Na sfinansowanie działalności z turystów mogą sobie pozwolić Casa Batllo i Casa Mila. Obie kamienice oferują masę firmowych pamiątek, a pierwsza z nich nawet własną butelkowaną wodę z etykietką nawiązująca do mozaikowej dekoracji z potłuczonych ceramicznych fragmentów - nazywanej w Hiszpanii trencadis.
Nad renowacją domu wraz z Morą czuwa historyk architektury Jordi Falgas, według którego oryginalne pomieszczenia w budynku zachowały się ogólnie w dobrym stanie.
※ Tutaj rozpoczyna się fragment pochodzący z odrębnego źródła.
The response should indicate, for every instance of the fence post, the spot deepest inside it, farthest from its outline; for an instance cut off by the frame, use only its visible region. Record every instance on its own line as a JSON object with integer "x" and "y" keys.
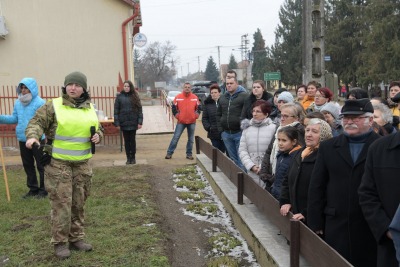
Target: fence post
{"x": 214, "y": 160}
{"x": 294, "y": 243}
{"x": 240, "y": 188}
{"x": 197, "y": 141}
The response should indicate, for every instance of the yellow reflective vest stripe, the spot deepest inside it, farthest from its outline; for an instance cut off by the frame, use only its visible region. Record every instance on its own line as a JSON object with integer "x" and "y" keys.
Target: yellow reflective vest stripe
{"x": 72, "y": 138}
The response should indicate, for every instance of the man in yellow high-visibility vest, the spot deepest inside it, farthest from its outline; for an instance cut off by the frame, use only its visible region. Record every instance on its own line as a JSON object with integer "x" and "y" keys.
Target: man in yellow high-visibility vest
{"x": 67, "y": 123}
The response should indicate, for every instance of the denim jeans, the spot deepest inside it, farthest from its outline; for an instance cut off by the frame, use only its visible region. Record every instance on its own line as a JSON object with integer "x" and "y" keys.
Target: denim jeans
{"x": 232, "y": 142}
{"x": 177, "y": 134}
{"x": 218, "y": 143}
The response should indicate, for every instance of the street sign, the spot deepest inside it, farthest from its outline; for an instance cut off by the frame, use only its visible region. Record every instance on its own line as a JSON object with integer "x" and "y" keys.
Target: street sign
{"x": 272, "y": 76}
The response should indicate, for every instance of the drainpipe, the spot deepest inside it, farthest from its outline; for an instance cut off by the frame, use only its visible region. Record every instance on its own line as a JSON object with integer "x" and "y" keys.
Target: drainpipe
{"x": 135, "y": 14}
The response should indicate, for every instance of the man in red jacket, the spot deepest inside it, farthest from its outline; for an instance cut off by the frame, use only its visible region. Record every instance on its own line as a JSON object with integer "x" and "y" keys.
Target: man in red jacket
{"x": 186, "y": 109}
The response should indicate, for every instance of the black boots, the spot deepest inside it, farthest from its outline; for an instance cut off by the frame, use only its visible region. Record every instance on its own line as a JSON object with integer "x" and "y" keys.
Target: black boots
{"x": 130, "y": 159}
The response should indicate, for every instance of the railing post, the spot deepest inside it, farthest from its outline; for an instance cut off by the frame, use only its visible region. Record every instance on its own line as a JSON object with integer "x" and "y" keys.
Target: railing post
{"x": 214, "y": 160}
{"x": 294, "y": 243}
{"x": 240, "y": 188}
{"x": 197, "y": 141}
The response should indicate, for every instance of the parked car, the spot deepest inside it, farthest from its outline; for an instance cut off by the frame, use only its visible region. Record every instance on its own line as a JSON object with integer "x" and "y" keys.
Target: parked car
{"x": 202, "y": 89}
{"x": 171, "y": 96}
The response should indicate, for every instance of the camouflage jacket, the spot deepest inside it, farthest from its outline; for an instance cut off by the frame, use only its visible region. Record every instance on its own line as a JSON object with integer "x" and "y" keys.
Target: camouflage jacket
{"x": 45, "y": 120}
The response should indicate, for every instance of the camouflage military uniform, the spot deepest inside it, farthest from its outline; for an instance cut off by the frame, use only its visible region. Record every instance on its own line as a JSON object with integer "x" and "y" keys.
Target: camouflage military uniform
{"x": 67, "y": 182}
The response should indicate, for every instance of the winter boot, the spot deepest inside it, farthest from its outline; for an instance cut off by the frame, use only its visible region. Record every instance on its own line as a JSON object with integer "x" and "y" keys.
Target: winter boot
{"x": 133, "y": 160}
{"x": 80, "y": 245}
{"x": 61, "y": 251}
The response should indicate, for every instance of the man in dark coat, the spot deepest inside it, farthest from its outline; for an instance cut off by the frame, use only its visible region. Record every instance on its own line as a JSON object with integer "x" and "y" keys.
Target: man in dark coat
{"x": 333, "y": 206}
{"x": 380, "y": 195}
{"x": 209, "y": 118}
{"x": 228, "y": 118}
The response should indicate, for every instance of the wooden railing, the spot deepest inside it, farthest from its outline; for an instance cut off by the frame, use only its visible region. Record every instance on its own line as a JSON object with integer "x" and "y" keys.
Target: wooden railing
{"x": 302, "y": 240}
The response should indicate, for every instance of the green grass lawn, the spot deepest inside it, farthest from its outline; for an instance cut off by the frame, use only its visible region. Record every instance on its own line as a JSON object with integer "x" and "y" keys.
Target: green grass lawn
{"x": 122, "y": 223}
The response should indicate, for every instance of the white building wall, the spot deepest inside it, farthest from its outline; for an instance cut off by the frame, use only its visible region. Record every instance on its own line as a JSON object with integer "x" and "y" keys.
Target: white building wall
{"x": 50, "y": 38}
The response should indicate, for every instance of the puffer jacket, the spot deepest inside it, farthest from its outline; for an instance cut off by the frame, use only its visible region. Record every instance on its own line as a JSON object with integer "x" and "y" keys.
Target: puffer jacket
{"x": 209, "y": 118}
{"x": 230, "y": 109}
{"x": 284, "y": 160}
{"x": 255, "y": 141}
{"x": 124, "y": 116}
{"x": 186, "y": 108}
{"x": 248, "y": 104}
{"x": 23, "y": 113}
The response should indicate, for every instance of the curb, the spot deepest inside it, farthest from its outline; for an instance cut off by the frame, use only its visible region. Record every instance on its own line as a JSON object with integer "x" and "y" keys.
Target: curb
{"x": 269, "y": 247}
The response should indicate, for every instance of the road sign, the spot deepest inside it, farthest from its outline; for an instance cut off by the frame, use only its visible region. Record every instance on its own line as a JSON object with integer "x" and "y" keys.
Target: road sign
{"x": 272, "y": 76}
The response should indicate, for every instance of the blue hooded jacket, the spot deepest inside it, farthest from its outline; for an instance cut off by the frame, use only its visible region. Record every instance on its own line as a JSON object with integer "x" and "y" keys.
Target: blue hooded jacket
{"x": 22, "y": 114}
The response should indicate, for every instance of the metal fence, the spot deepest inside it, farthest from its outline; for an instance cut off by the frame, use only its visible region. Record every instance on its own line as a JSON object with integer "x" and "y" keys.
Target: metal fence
{"x": 302, "y": 240}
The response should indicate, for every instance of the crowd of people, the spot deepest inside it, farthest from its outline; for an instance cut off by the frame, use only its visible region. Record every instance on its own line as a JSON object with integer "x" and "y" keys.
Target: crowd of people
{"x": 333, "y": 167}
{"x": 322, "y": 161}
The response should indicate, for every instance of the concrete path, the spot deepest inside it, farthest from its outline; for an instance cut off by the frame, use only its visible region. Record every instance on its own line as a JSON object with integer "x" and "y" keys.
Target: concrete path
{"x": 156, "y": 120}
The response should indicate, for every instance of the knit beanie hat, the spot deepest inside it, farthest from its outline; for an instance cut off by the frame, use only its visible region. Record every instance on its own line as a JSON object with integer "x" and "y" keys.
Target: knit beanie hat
{"x": 76, "y": 77}
{"x": 280, "y": 90}
{"x": 286, "y": 96}
{"x": 325, "y": 130}
{"x": 332, "y": 108}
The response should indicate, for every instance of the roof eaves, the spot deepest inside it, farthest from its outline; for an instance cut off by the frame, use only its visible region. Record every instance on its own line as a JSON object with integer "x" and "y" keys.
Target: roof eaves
{"x": 129, "y": 2}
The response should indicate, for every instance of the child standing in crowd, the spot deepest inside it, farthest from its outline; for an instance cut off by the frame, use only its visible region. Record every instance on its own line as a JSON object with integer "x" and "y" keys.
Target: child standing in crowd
{"x": 288, "y": 147}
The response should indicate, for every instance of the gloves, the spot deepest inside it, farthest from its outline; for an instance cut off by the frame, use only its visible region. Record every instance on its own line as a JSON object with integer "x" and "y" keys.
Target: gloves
{"x": 45, "y": 154}
{"x": 45, "y": 159}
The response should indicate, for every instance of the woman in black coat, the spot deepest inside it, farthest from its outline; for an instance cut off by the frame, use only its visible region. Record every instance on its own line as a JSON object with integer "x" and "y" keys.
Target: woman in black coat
{"x": 209, "y": 118}
{"x": 128, "y": 116}
{"x": 295, "y": 184}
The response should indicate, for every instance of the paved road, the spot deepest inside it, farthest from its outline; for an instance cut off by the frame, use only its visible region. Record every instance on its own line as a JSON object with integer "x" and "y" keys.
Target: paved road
{"x": 151, "y": 149}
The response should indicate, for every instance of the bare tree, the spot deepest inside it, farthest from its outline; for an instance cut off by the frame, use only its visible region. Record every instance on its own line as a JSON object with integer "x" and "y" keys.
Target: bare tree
{"x": 156, "y": 63}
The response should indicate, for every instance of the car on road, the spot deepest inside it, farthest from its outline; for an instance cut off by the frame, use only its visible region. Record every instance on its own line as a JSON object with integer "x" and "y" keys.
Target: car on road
{"x": 171, "y": 96}
{"x": 202, "y": 89}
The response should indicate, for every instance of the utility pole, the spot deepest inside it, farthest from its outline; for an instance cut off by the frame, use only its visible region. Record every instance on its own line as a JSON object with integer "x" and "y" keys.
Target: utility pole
{"x": 219, "y": 63}
{"x": 245, "y": 64}
{"x": 313, "y": 41}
Przywrócony zostanie oryginalny rozkład domu, który jego poprzedni właściciele podzielili na cztery mieszkania. W części rozbudowanej w 1925 roku za zgodą Gaudiego, pozbawionej jego oryginalnych rozwiązań i dekoracji, umieszczona zostanie winda i nowa klatka schodowa oraz zaplecze i pomieszczenia funkcjonalne, potrzebne do prowadzenia muzeum.
Zmiany obejmą przywrócenie werandzie pierwotnego charakteru otwartego balkonu, a Falgas ma nadzieję, że spełni się też jego marzenie i z powrotem pojawi się fontanna, którą Gaudi zaprojektował na ganku, by wnętrze płynnie stawało się przedłużeniem ogrodu.